Recipe for Disaster by Aimee Lucido

Recipe for Disaster by Aimee Lucido

Author:Aimee Lucido
Language: eng
Format: epub
ISBN: 9780358387169
Publisher: HMH Books
Published: 2021-09-14T00:00:00+00:00


Baklava

Remember:

For therapeutic baklava: crush nuts with a hammer.

For less mess: use a food processor.

Countdown

Ten

nine

eight

seven

six

five

four

three

two

one

* * *

happy new year to me

and baklava for sixteen

for one.

Back to School

Back-to-school Monday is a marble swirl of a day, with everyone except Dad and Sam forgetting to set their alarms and waking up in a panic when the garbage trucks beep outside our front yard.

With my rude awakening, I have fifteen minutes to straighten my hair and put my new necklace in my pocket before we’re out the door and I’m nodding off in the passenger seat of Grandma Mimi’s car. She must be half asleep too, because I wake up to her making a U-turn and mumbling something under her breath.

“Whoops. Old habits . . .” she says, and I blink my eyes open to realize we’re pulling away from Shira’s house. “Sorry, bubbelah,” Grandma Mimi says. “Took the old turn by mistake. Back on our way to school.”

And as we drive back the way we came, I look through our rear window to see Shira leaving her house. She doesn’t seem to notice our car, which is good, I guess, but it’s weird. I think this winter break is the longest I’ve gone without seeing her since we met.

She must have gotten a haircut recently, since it’s shorter than I remember, and I don’t recognize the jacket she’s wearing—must have been a Hanukkah present—and I think her boots might be new too. It’s like every day I don’t see her, she changes a little bit, and as those little changes add up, she becomes more and more a stranger to me.

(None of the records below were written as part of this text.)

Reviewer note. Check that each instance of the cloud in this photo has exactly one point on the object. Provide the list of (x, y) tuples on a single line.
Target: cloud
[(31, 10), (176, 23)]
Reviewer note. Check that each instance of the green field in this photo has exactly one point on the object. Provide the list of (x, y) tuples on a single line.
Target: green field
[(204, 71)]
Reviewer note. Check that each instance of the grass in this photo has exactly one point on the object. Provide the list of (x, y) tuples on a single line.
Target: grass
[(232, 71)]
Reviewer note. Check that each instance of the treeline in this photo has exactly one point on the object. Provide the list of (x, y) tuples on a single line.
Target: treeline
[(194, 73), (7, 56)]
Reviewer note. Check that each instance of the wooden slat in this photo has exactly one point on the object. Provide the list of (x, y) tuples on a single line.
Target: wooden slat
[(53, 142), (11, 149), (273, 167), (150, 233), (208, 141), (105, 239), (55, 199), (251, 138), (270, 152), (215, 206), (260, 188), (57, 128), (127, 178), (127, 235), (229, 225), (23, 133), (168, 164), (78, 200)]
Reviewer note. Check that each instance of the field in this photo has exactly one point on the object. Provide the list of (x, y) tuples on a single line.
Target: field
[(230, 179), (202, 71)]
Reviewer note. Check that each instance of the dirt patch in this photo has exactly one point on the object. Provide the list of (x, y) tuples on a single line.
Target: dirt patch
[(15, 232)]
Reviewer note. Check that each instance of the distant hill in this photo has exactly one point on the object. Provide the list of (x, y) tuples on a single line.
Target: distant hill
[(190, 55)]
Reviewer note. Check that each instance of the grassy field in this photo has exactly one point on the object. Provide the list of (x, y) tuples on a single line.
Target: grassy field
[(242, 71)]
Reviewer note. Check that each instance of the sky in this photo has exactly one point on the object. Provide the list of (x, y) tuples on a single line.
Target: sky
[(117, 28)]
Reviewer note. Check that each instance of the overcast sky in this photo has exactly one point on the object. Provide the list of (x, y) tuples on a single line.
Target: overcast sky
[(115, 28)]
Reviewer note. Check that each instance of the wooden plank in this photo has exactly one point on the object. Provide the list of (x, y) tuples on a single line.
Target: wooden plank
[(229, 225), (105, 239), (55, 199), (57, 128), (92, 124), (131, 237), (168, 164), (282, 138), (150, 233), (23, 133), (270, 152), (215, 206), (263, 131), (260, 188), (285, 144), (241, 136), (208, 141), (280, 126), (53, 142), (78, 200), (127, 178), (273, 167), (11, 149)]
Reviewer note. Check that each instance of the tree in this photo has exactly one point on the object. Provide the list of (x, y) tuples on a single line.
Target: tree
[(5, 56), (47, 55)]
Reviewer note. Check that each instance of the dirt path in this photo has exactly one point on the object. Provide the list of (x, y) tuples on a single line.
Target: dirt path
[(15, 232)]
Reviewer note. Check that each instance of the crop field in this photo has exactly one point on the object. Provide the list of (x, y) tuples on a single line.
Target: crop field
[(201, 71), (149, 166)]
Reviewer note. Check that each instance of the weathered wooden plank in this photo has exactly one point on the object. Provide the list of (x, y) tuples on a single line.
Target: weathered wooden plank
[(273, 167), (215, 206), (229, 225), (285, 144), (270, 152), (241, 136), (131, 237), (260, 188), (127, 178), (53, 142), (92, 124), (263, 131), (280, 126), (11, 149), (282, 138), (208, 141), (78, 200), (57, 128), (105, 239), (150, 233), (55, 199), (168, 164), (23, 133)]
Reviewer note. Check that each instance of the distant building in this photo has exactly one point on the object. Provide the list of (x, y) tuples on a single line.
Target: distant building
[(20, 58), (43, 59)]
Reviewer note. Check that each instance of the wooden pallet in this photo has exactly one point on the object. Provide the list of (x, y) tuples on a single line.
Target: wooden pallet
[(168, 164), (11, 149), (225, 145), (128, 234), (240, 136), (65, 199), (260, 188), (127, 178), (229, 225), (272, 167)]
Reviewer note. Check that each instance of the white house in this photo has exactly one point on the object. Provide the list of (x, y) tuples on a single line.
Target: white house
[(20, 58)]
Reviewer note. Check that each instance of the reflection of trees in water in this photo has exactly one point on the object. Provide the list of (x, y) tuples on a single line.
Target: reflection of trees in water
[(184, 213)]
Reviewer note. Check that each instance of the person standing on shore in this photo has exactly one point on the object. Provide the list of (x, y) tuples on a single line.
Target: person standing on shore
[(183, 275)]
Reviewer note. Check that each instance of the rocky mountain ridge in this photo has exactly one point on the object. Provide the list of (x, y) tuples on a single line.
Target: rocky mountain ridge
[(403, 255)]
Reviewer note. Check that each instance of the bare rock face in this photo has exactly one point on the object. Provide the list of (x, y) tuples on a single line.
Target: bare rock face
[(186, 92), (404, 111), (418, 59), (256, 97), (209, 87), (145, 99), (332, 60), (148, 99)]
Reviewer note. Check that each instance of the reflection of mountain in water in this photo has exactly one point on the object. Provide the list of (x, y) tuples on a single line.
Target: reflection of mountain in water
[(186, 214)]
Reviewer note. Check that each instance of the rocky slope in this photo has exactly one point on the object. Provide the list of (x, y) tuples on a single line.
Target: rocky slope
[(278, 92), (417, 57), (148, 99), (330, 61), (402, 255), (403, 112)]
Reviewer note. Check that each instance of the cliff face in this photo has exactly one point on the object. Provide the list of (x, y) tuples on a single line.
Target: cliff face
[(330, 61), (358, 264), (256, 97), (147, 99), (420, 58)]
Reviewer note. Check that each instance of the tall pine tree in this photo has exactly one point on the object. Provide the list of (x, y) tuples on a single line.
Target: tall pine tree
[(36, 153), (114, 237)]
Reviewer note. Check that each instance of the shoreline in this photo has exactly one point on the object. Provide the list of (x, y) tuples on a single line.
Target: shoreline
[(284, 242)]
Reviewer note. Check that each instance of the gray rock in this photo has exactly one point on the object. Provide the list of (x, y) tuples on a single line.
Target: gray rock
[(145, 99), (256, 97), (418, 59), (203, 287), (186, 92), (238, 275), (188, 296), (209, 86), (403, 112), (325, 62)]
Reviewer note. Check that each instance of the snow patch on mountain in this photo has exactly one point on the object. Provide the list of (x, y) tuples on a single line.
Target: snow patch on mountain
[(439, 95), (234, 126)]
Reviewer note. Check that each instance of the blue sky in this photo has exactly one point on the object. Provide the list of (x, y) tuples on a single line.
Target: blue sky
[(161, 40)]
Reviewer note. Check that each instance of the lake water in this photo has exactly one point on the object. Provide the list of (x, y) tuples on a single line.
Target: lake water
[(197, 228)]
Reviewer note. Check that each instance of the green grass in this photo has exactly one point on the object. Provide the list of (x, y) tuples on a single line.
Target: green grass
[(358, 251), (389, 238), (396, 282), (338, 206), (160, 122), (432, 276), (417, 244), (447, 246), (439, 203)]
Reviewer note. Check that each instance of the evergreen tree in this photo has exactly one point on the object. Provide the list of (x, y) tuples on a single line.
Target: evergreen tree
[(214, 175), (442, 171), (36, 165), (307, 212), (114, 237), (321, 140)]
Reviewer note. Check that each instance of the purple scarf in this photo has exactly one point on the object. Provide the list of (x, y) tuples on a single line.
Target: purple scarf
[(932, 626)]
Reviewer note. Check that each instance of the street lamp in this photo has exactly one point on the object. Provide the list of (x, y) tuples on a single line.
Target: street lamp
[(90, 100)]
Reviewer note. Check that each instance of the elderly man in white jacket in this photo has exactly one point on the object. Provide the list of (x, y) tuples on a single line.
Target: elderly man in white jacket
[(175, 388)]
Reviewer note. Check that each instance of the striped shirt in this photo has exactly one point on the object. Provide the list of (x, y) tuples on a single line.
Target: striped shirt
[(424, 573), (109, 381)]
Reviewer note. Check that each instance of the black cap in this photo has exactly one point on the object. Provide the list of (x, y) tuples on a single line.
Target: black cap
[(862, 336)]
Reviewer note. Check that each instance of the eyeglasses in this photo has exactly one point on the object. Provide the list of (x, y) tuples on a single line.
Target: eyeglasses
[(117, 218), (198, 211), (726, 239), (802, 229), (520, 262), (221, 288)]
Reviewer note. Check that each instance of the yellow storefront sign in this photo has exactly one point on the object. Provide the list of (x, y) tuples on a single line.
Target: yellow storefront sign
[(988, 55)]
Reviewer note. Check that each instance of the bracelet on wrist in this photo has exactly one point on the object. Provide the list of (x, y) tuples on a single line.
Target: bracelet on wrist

Before I know it, school has begun, and I’m sitting in social studies with Vee, and except for the purple streak in her hair that’s magically turned blue, she looks the same as ever.

“Hi,” I say.

“Salutations,” she says back, and with that, it’s like no time has passed. We dive into our first partner discussion question of the new year, “What I Did Over My Winter Break,” but it isn’t long before our conversation shifts away from sleeping late and boring TV binges to more interesting things, like baklava and sufganiyot.

Before long, Vee is asking me if I want to go to her house tomorrow night to bake with her. “My Tía Rosa is in town,” she says, “and she wants to teach me how to make buñuelos. You know, like sufganiyot, but better. I feel like you would be an asset in the kitchen, so wanna join?”

She’s fiddling with her necklace as she asks me this, the way she always does when she’s nervous or uncomfortable, but this time, I have a twin necklace in my pocket, which I squeeze too. “I’d love to come!” I say. “Can’t wait!”

And I mean it. This is a fresh year and a fresh start. And there’s nothing I’d love to do more than start it off with my new friend, Vee.